Eklat im Kanzleramt: Ägyptens Präsident as-Sisi musste sich bei seinem Staatsbesuch am Mittwoch als Mörder beschimpfen lassen. Viele Vorwürfe seiner Kritiker sind berechtigt. Dennoch wäre es falsch, einen Dialog zu verweigern, findet StZ-Autor Armin Käfer.

Titelteam Stuttgarter Zeitung: Armin Käfer (kä)

Berlin - „Du bist ein Mörder, Du bist ein Nazi, Du bist ein Faschist“ – das bekommen Staatsgäste im Kanzleramt selten zu hören. Mit diesen Worten hat eine junge Frau am Mittwoch Angela Merkels Staatsgast Abd al-Fattah as-Sisi beschimpft. Dessen öffentlicher Auftritt endete mit einem Eklat ohnegleichen. Der Studentin ist bei ihrer Anklage zwar die Begrifflichkeit ein bisschen verrutscht. Aber natürlich wird niemand behaupten, dass der starke Mann Ägyptens ein lupenreiner Demokrat sei. Nein, Merkel hat einem Tyrannen die Hand gereicht. As-Sisi ist ein Diktator, Putschist, Autokrat, Gewaltherrscher.

 

An den Vorwürfen seiner Kritiker gibt es wenig zu deuteln. Nur die Schlüsse, die sie daraus ableiten, sind falsch – das gilt auch für den ranghöchsten Kritiker: Norbert Lammert, den Präsidenten des Deutschen Bundestags. Er hat sich geweigert, dem unwillkommenen Besucher die Ehre eines Dialogs zu erweisen. Ein solcher Entschluss ist an Gutmenschentum kaum zu übertreffen, hilft aber nicht weiter. Die Kunst der Politik besteht ja gerade darin, notfalls selbst mit dem Teufel zu verhandeln.
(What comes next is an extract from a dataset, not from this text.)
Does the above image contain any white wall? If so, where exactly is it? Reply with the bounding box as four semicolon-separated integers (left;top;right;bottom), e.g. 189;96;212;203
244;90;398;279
Der ehemalige General aus Kairo hat seinen demokratisch gewählten Vorgänger aus dem Amt gejagt und sein Land fast aller demokratischen Freiheiten beraubt. Er verwandelte Ägypten in einen Polizeistaat. Die Islamisten bekämpft er mit brutaler Härte. Auch wenn es zynisch klingen mag, so lässt der letztgenannte Umstand immerhin darauf schließen, dass Deutschland eine Schnittmenge gemeinsamer Interessen mit dem Despoten hat. Diese Schnittmenge ist größer als Demonstranten und Ehrenmenschen wie Norbert Lammert wahrhaben wollen.

Ägypten ist das bevölkerungsreichste Land im Nahen Osten – Schlüsselmacht in einer Krisenregion unmittelbar vor Europas Haustür. Die Machthaber in Kairo könnten eine Mittlerrolle im Palästinakonflikt spielen, was sie jahrzehntelang auch mit einer gewissen Verlässlichkeit getan haben. Ohne die Hilfe Ägyptens wird es auch kaum möglich sein, die anarchischen Verhältnisse im Nachbarland Libyen zu überwinden - und damit die Flüchtlingstragödie auf dem Mittelmeer. Zudem haben deutsche Unternehmen bedeutende wirtschaftliche Interessen in dem Land am Nil. Das mag in manchen Kreisen als unethisch gelten, sichert aber einen Teil des Wohlstands, von dem auch Demonstranten profitieren.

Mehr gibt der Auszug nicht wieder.